Longest Common Subsequence

Longest Common Subsequence (LCSS) [1] is a similarity measure between time series. Let us consider two time series \(x = (x_0, \dots, x_{n-1})\) and \(y = (y_0, \dots, y_{m-1})\) of respective lengths \(n\) and \(m\). Here, all elements \(x_i\) and \(y_j\) are assumed to lie in the same \(d\)-dimensional space. In tslearn, such time series would be represented as arrays of respective shapes (n, d) and (m, d) and LCSS can be computed using the following code:

from tslearn.metrics import lcss, lcss_path

lcss_score = lcss(x, y)
# Or, if the path is also an important information:
path, lcss_score = lcss_path(x, y)

This is the algorithm at stake when invoking tslearn.clustering.TimeSeriesKMeans with metric="lcss".

Problem

The similarity S between \(x\) and \(y\), given an integer :math epsilon and a real number :math delta, is formulated as follows:

\[S(x, y, \epsilon, \delta) = \frac{LCSS_{(\epsilon, \delta) (x, y)}}{\min(n, m)}\]

The constant \(\delta\) controls how far in time we can go in order to match a given point from one time-series to a point in another time-series. The constant \(\epsilon\) is the matching threshold.

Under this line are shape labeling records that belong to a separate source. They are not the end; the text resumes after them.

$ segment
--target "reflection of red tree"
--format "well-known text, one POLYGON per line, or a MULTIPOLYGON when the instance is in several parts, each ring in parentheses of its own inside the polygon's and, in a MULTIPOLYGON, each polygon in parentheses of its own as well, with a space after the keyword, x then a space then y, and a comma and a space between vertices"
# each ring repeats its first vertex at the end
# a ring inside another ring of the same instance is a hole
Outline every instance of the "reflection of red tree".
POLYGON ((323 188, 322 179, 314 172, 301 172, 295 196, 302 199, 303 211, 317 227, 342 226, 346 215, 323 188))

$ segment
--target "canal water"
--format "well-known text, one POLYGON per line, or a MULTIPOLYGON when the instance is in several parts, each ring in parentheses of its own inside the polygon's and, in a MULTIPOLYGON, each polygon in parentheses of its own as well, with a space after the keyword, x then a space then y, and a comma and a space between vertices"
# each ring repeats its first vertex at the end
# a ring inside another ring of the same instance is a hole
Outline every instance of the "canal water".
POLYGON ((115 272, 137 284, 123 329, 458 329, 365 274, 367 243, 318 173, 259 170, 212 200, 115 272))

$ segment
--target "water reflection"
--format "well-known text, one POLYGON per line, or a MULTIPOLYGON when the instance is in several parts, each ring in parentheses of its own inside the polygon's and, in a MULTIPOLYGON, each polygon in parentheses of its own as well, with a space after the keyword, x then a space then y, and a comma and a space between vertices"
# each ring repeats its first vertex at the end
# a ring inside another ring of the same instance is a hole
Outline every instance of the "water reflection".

Here, a path can be seen as the parts of the time series where the Euclidean distance between them does not exceed a given threshold, i.e., they are close/similar.

Algorithmic solution

There exists an \(O(n^2)\) algorithm to compute the solution for this problem (pseudo-code is provided for time series indexed from 1 for simplicity):

def lcss(x, y):
   # Initialization
   for i = 0..n
       C[i, 0] = 0
   for j = 0..m
       C[0, j] = 0

   # Main loop
   for i = 1..n
        for j = 1..m
            if dist(x_i, x_j) <= epsilon and abs(j - i) <= delta:
                C[i, j] = C[i-1, j-1] + 1
            else:
                C[i, j] = max(C[i, j-1], C[i-1, j])

   return C[n, m]

Using a different ground metric

By default, tslearn uses squared Euclidean distance as the base metric (i.e. \(dist()\) in the problem above is the Euclidean distance). If one wants to use another ground metric, the code would then be:

from tslearn.metrics import lcss_path_from_metric
path, cost = lcss_path_from_metric(x, y, metric=compatible_metric)

Properties

The Longest Common Subsequence holds the following properties:

  • \(\forall x, y, LCSS(x, y) \geq 0\)
  • \(\forall x, y, LCSS(x, y) = LCSS(y, x)\)
  • \(\forall x, LCSS(x, x) = 0\)

However, mathematically speaking, LCSS is not a valid measure since it does not satisfy the triangular inequality.

Additional constraints

One can set additional constraints to the set of acceptable paths. These constraints typically consists in forcing paths to lie close to the diagonal.

First, the Sakoe-Chiba band is parametrized by a radius \(r\) (number of off-diagonal elements to consider, also called warping window size sometimes), as illustrated below:

../_images/sakoe_chiba.png

\(n = m = 10, r = 3\). Diagonal is marked in grey for better readability.

The corresponding code would be:

from tslearn.metrics import lcss
cost = lcss(x, y, global_constraint="sakoe_chiba", sakoe_chiba_radius=3)

Second, the Itakura parallelogram sets a maximum slope \(s\) for alignment paths, which leads to a parallelogram-shaped constraint:

../_images/itakura.png

\(n = m = 10, s = 2\). Diagonal is marked in grey for better readability.

The corresponding code would be:

from tslearn.metrics import lcss
cost = lcss(x, y, global_constraint="itakura", itakura_max_slope=2.)

Examples Involving LCSS variants

References

[1]M. Vlachos, D. Gunopoulos, and G. Kollios. 2002. “Discovering Similar Multidimensional Trajectories”, In Proceedings of the 18th International Conference on Data Engineering (ICDE ‘02). IEEE Computer Society, USA, 673.